B-cell: cell that is important for strong immune response, makes chemicals that kill germs.
Germs: include bacteria, viruses, and anything that isn't supposed to be in our bodies.
Immune system: all the cells, tissues, and organs involved in fighting infection or disease in the body... more
Macrophage: an immune cell that engulfs foreign material and dead cells... more
Neutrophil: an immune cell that is one of the first responders to an infection or injury; they fight by eating invaders, shooting chemicals at them, or setting web-like traps for them. Neutrophils are the most common type of white blood cell in humans....more
T-cell: cell that activates a response from the body's immune system.
Neutrophils kill germs by swallowing them, shooting them with chemicals, or setting web-like traps for them.
They are the most common white blood cell in humans, so are often the first line of defense in the body.

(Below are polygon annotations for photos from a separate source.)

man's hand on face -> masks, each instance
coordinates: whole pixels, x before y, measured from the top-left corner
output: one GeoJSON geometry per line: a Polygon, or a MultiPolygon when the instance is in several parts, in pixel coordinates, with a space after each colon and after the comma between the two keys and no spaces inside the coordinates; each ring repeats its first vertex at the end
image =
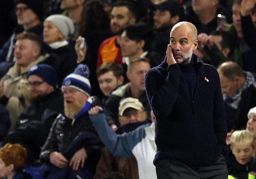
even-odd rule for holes
{"type": "Polygon", "coordinates": [[[79,167],[81,167],[81,168],[83,168],[87,157],[87,154],[84,148],[81,148],[76,152],[71,159],[69,166],[72,167],[73,169],[74,170],[77,170],[79,167]]]}
{"type": "Polygon", "coordinates": [[[166,50],[166,62],[168,64],[168,66],[177,63],[174,59],[174,57],[173,57],[173,55],[172,54],[172,49],[170,44],[168,44],[168,46],[167,46],[167,50],[166,50]]]}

It’s a good thing they have so many ways to fight.
The web traps they make are basically sticky lines that are attached to the cell. These lines can stick to invading germs, stopping them in their tracks.
Macrophages ingest germs by forming a curve in the membrane. The curve soon surrounds the germ, and then seals the membrane around the germ.
Thus, it has the germ in what is called a vesicle (a pocket in the membrane). Inside the macrophage, chemicals get inside this pocket and chop up the germs.
Once the germs are chopped up, the macrophage displays the digested pieces of the germ on its surface. In this way, the macrophage can show the dendritic cells and T-cells (helper and killer) what it has found.
T-cells respond to signals from the macrophages that warn of infection. These signals are very specific, and report which type of germ is causing the infection.
For example a virus infection will cause a different signal than a bacterial infection. The signal tells the T-cell what the body is infected with and how many invaders there are.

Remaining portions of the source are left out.